Reducing Serious Injuries on European Roads (PIN Flash 48)

  • March 31, 2025

Every day, all over Europe, people fall off bikes or trip on pavements and injure themselves. 

While these incidents do not usually end in tragedy, the short-term effects can be extremely burdensome. Broken bones can require multiple x-rays, visits to specialist doctors, plaster casts, physiotherapy sessions, as well the supply and fitting of equipment such as boots and crutches. Days and weeks of work time are lost. Family and friends are needed to pick up the pieces. In a significant number of cases, the injury causes lifelong disability.    

But these events often don’t appear in national road safety statistics. Nor are the locations of crashes reported to the authority responsible for that section of road.  It’s as if they never officially happened.

Road injuries of all levels of severity often go unreported, particularly those involving a pedestrian or cyclist and no other vehicle, for the simple reason that the police are not called to the scene, and they are usually the authority responsible for recording the injuries and deaths that occur in road collisions. This approach is fundamentally flawed and leads to a misleading picture of the full burden of road injuries on individuals, societies and our economies. 

According to the available official data, more than a million people are injured on the roads each year. Many injuries are serious with lifelong impacts on individuals, families and working lives. The true number is likely to be much higher. This report focuses on this often-overlooked aspect of road safety.

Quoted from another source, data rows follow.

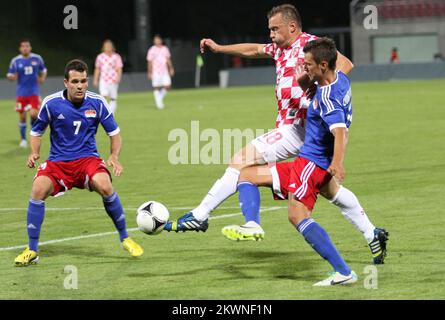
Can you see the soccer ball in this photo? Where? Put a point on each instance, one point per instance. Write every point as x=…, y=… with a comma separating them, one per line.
x=151, y=217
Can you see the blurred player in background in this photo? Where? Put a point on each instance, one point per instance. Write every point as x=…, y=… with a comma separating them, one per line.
x=159, y=70
x=283, y=142
x=29, y=70
x=74, y=116
x=108, y=73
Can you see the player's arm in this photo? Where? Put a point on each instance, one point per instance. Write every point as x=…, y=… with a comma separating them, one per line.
x=171, y=70
x=149, y=70
x=245, y=50
x=343, y=64
x=115, y=149
x=96, y=77
x=336, y=168
x=119, y=74
x=42, y=77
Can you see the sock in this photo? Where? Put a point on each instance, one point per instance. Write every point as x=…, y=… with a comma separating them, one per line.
x=34, y=220
x=113, y=105
x=115, y=211
x=351, y=209
x=22, y=128
x=318, y=238
x=220, y=191
x=249, y=200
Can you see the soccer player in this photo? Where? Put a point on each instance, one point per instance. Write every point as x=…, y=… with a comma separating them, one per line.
x=74, y=116
x=159, y=70
x=286, y=139
x=108, y=73
x=320, y=163
x=29, y=70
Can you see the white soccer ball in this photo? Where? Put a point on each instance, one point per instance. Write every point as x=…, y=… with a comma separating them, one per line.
x=151, y=217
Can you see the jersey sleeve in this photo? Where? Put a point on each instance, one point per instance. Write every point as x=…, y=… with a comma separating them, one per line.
x=150, y=55
x=119, y=63
x=107, y=120
x=333, y=114
x=270, y=49
x=12, y=68
x=98, y=62
x=42, y=121
x=42, y=67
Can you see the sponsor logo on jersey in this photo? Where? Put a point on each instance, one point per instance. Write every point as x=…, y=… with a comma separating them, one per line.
x=90, y=113
x=315, y=103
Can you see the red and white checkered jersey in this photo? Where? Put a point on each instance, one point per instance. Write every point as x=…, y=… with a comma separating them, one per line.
x=158, y=56
x=289, y=64
x=108, y=66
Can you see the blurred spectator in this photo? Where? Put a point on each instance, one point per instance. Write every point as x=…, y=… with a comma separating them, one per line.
x=394, y=56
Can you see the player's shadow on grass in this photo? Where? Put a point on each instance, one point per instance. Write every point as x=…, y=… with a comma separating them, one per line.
x=87, y=252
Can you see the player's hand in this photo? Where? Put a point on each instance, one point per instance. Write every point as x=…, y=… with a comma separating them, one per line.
x=213, y=46
x=32, y=160
x=337, y=171
x=310, y=92
x=116, y=165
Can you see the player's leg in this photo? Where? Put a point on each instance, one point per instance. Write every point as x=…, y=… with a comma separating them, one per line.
x=34, y=111
x=101, y=183
x=249, y=199
x=42, y=188
x=319, y=240
x=223, y=188
x=351, y=209
x=22, y=128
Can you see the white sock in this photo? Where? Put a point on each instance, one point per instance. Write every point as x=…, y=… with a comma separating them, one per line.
x=220, y=191
x=113, y=105
x=351, y=209
x=158, y=98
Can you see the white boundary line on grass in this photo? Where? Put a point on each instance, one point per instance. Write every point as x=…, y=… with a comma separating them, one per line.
x=228, y=215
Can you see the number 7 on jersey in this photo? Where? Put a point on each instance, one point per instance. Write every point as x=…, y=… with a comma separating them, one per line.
x=77, y=124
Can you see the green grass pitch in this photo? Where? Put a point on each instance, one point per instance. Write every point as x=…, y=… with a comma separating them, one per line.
x=395, y=165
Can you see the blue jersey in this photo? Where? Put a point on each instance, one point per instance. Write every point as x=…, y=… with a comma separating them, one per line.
x=73, y=128
x=28, y=70
x=331, y=108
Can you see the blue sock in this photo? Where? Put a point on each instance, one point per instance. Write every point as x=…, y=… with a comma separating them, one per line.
x=22, y=127
x=35, y=215
x=249, y=199
x=115, y=211
x=318, y=238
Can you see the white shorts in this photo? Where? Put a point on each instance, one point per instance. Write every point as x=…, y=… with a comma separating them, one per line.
x=280, y=144
x=108, y=90
x=161, y=80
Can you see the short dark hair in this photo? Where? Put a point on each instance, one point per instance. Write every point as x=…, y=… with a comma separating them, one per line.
x=24, y=40
x=77, y=65
x=323, y=49
x=288, y=11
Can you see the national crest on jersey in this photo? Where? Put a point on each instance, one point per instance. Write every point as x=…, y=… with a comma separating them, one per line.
x=289, y=64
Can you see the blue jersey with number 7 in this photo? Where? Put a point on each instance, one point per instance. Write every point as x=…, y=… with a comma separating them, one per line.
x=74, y=127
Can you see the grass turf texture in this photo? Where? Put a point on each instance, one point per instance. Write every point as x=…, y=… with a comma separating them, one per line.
x=394, y=165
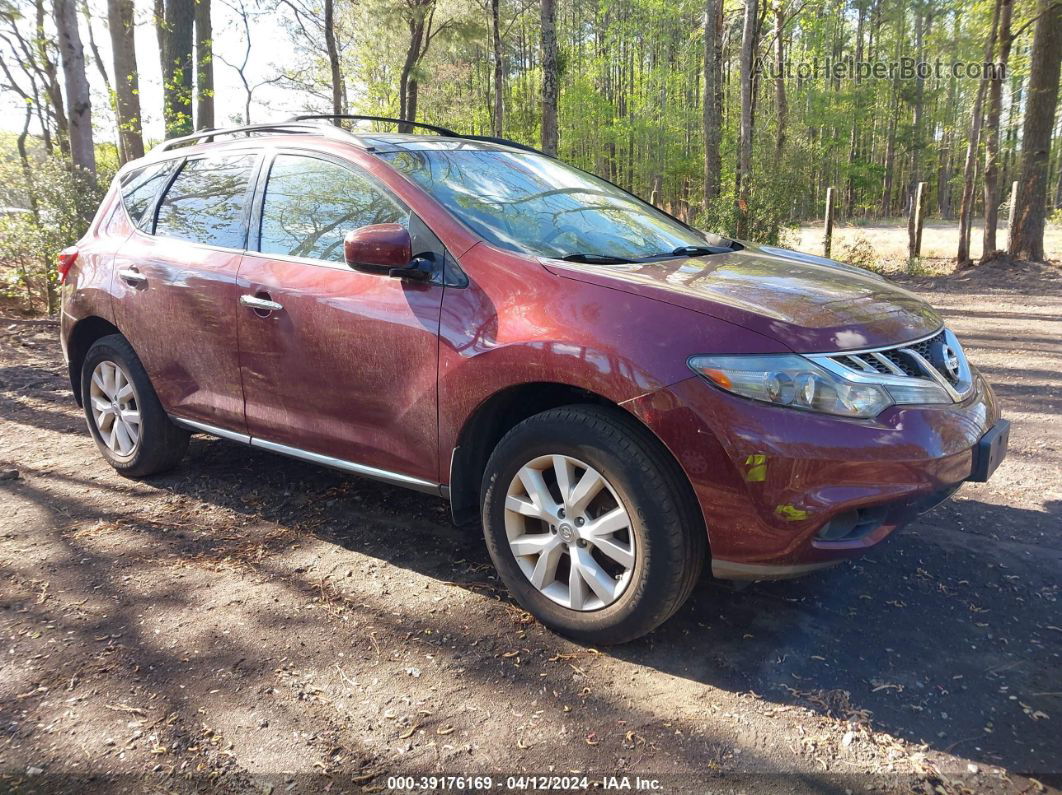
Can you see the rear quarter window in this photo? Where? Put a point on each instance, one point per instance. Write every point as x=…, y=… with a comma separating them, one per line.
x=139, y=189
x=207, y=201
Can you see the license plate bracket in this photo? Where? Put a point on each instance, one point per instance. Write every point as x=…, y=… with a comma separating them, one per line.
x=990, y=451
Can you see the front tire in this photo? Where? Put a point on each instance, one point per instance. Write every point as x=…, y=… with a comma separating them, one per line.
x=124, y=416
x=591, y=524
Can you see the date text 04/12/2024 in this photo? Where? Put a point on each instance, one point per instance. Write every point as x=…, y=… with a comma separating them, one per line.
x=526, y=783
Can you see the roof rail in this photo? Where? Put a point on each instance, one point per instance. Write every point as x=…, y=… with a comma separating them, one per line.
x=503, y=141
x=302, y=124
x=355, y=117
x=209, y=135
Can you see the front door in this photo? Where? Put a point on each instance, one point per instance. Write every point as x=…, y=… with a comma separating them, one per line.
x=335, y=362
x=175, y=283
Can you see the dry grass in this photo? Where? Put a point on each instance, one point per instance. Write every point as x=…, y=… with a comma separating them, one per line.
x=888, y=241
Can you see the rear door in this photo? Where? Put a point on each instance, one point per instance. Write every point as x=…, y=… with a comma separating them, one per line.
x=175, y=287
x=345, y=364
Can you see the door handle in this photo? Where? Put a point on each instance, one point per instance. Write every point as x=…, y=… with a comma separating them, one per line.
x=132, y=276
x=262, y=305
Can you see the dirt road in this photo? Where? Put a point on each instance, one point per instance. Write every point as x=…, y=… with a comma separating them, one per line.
x=249, y=622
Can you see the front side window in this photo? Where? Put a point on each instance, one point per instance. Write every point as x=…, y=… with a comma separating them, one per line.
x=310, y=205
x=139, y=189
x=206, y=202
x=534, y=204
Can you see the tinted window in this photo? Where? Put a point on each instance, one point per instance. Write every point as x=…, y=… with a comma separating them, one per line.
x=139, y=189
x=205, y=203
x=531, y=203
x=310, y=205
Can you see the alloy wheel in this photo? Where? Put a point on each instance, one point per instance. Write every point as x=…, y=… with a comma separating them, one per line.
x=116, y=410
x=569, y=532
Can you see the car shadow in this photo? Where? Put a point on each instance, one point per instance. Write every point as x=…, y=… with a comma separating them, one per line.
x=946, y=635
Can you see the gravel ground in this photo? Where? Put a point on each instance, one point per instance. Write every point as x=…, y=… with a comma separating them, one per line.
x=249, y=622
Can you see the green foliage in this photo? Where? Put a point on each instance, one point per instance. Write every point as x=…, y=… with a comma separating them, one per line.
x=860, y=253
x=56, y=207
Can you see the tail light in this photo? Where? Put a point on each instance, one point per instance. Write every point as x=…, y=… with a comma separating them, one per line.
x=66, y=259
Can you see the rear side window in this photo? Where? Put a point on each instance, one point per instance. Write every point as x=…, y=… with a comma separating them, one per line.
x=139, y=189
x=310, y=205
x=206, y=202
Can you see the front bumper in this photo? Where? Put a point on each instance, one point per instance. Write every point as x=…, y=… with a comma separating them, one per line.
x=785, y=491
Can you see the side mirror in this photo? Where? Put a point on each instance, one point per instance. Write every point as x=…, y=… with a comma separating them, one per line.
x=378, y=247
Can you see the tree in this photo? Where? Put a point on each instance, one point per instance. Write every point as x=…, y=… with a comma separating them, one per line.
x=1027, y=237
x=244, y=15
x=421, y=23
x=121, y=23
x=549, y=78
x=339, y=90
x=177, y=66
x=712, y=108
x=992, y=136
x=743, y=174
x=497, y=121
x=204, y=66
x=970, y=172
x=82, y=149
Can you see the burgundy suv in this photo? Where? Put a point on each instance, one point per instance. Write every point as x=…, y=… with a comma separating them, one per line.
x=618, y=397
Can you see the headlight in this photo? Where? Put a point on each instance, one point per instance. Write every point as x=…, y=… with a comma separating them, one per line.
x=797, y=382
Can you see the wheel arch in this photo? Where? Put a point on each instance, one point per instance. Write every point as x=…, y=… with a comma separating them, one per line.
x=85, y=332
x=498, y=414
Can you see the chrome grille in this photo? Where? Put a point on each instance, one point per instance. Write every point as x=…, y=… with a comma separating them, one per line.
x=895, y=361
x=938, y=358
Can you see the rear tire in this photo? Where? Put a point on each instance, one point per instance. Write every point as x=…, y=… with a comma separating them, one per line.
x=124, y=415
x=634, y=570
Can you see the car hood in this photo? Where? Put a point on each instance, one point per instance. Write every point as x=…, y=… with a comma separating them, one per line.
x=809, y=304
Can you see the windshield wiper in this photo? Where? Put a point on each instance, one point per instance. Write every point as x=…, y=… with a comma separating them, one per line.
x=699, y=251
x=596, y=259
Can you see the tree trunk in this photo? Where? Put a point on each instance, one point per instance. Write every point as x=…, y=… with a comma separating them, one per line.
x=82, y=151
x=51, y=75
x=178, y=67
x=407, y=82
x=498, y=122
x=121, y=22
x=781, y=107
x=712, y=113
x=992, y=136
x=204, y=66
x=549, y=133
x=339, y=90
x=970, y=171
x=1045, y=61
x=850, y=189
x=914, y=177
x=743, y=175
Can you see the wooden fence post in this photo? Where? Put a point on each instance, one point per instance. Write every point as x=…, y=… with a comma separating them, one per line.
x=827, y=231
x=1010, y=215
x=915, y=223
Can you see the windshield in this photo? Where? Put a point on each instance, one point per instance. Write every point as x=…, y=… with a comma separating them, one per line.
x=531, y=203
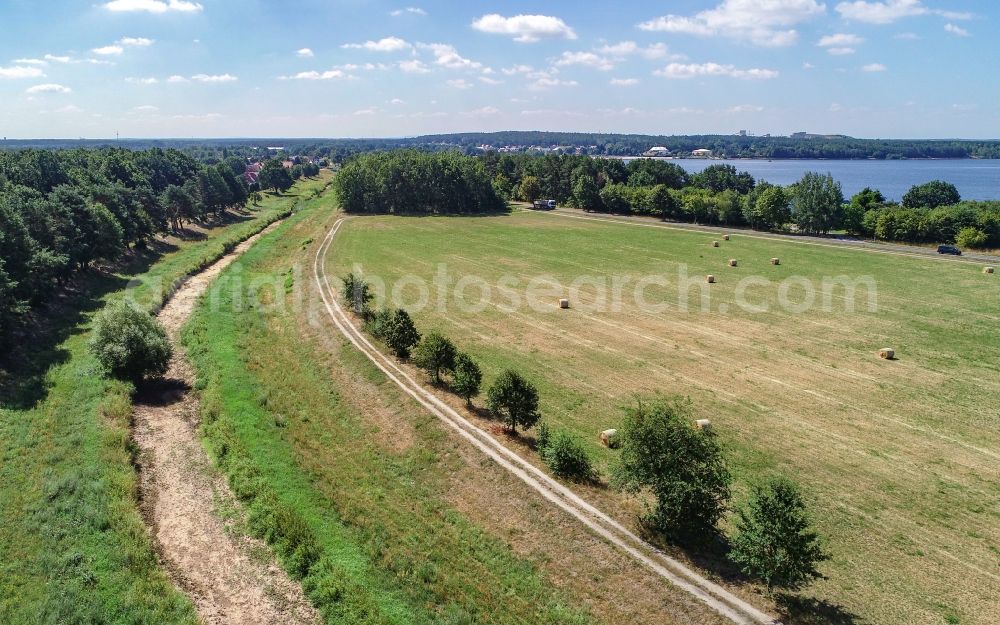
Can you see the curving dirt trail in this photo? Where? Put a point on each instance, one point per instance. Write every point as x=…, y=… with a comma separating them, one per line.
x=232, y=579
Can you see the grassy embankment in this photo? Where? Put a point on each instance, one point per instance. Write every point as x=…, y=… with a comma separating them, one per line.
x=73, y=547
x=899, y=459
x=358, y=511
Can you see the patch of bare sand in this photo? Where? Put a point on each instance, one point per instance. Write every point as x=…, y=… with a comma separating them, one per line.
x=223, y=572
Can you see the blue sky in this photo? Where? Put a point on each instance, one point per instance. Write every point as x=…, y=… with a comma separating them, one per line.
x=324, y=68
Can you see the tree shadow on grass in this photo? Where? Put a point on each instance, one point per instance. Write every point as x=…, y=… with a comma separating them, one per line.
x=37, y=347
x=796, y=610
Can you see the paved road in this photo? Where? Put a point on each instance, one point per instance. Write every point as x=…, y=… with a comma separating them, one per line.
x=927, y=253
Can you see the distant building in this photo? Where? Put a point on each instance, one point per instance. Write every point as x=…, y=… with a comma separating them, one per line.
x=657, y=151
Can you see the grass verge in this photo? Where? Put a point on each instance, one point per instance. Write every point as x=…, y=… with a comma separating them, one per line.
x=73, y=547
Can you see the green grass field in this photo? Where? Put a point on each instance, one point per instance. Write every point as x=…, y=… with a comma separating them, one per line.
x=73, y=547
x=900, y=460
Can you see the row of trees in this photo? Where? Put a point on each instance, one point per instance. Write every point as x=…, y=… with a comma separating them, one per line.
x=62, y=212
x=410, y=182
x=683, y=468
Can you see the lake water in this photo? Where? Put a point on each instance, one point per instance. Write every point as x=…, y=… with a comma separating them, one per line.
x=975, y=179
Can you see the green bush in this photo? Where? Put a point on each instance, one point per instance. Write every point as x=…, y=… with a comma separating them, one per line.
x=435, y=354
x=973, y=238
x=774, y=542
x=566, y=457
x=683, y=467
x=514, y=400
x=129, y=343
x=466, y=378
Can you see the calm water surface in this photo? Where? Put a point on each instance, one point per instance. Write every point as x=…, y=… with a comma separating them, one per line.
x=975, y=179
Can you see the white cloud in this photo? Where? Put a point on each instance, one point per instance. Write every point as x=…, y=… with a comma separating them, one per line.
x=408, y=11
x=629, y=48
x=21, y=71
x=693, y=70
x=153, y=6
x=136, y=42
x=880, y=12
x=214, y=78
x=587, y=59
x=414, y=66
x=525, y=28
x=48, y=88
x=760, y=22
x=840, y=39
x=956, y=30
x=331, y=74
x=386, y=44
x=548, y=82
x=447, y=56
x=112, y=50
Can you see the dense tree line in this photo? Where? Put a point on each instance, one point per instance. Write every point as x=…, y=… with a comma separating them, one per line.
x=63, y=211
x=601, y=144
x=408, y=182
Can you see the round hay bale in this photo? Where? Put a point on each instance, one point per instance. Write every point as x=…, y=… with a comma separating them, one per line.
x=609, y=438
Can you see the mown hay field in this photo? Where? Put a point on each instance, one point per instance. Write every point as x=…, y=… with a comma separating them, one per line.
x=899, y=459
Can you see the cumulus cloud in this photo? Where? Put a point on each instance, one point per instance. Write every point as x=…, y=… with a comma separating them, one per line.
x=408, y=11
x=214, y=78
x=630, y=48
x=694, y=70
x=761, y=22
x=587, y=59
x=331, y=74
x=414, y=66
x=21, y=71
x=386, y=44
x=153, y=6
x=48, y=88
x=889, y=11
x=956, y=30
x=111, y=50
x=525, y=28
x=447, y=56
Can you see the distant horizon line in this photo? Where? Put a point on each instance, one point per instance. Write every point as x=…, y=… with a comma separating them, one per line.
x=475, y=132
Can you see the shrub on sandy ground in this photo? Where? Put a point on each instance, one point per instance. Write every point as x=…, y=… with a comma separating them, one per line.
x=129, y=343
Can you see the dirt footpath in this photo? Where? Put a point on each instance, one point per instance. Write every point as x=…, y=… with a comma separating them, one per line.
x=232, y=579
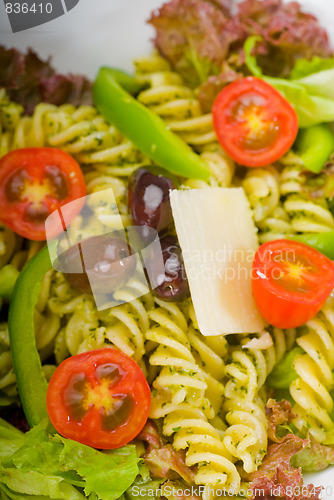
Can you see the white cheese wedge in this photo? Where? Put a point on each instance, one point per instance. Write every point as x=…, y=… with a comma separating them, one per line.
x=218, y=240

Progress is being made to get more accurate data on serious injuries. The European Union has developed a standard way of defining road injury severity. Work is being done in many countries to link hospital records, insurance data and police records, to get a fuller picture of what is happening. But there is still a long way to go. It is not even possible to compare data from different countries due to the range of different definitions, data collection procedures and reporting rates. 

This report gives an overview of the current facts on serious injuries in the PIN countries, as well as describing the state of the art in data collection. 

Importantly it also looks at the countermeasures that are available to prevent injuries from occurring in the first place following the established model of the Safe System approach.

In a few years, it should be possible for road injuries of all kinds to be recorded properly so local, national and international policymakers are better equipped to assign resources to reduce these harms in the most effective way possible. 

Leaving thousands of injuries unaccounted for is a disservice to the millions affected by road collisions every year in Europe and leaves policymakers in the dark about the true scale of the problem because when injury collisions occur and are not reported they do not appear in police reports or national databases. This gap in the data for those locations or types of collisions means that interventions are less likely because the full picture of the causes is lacking.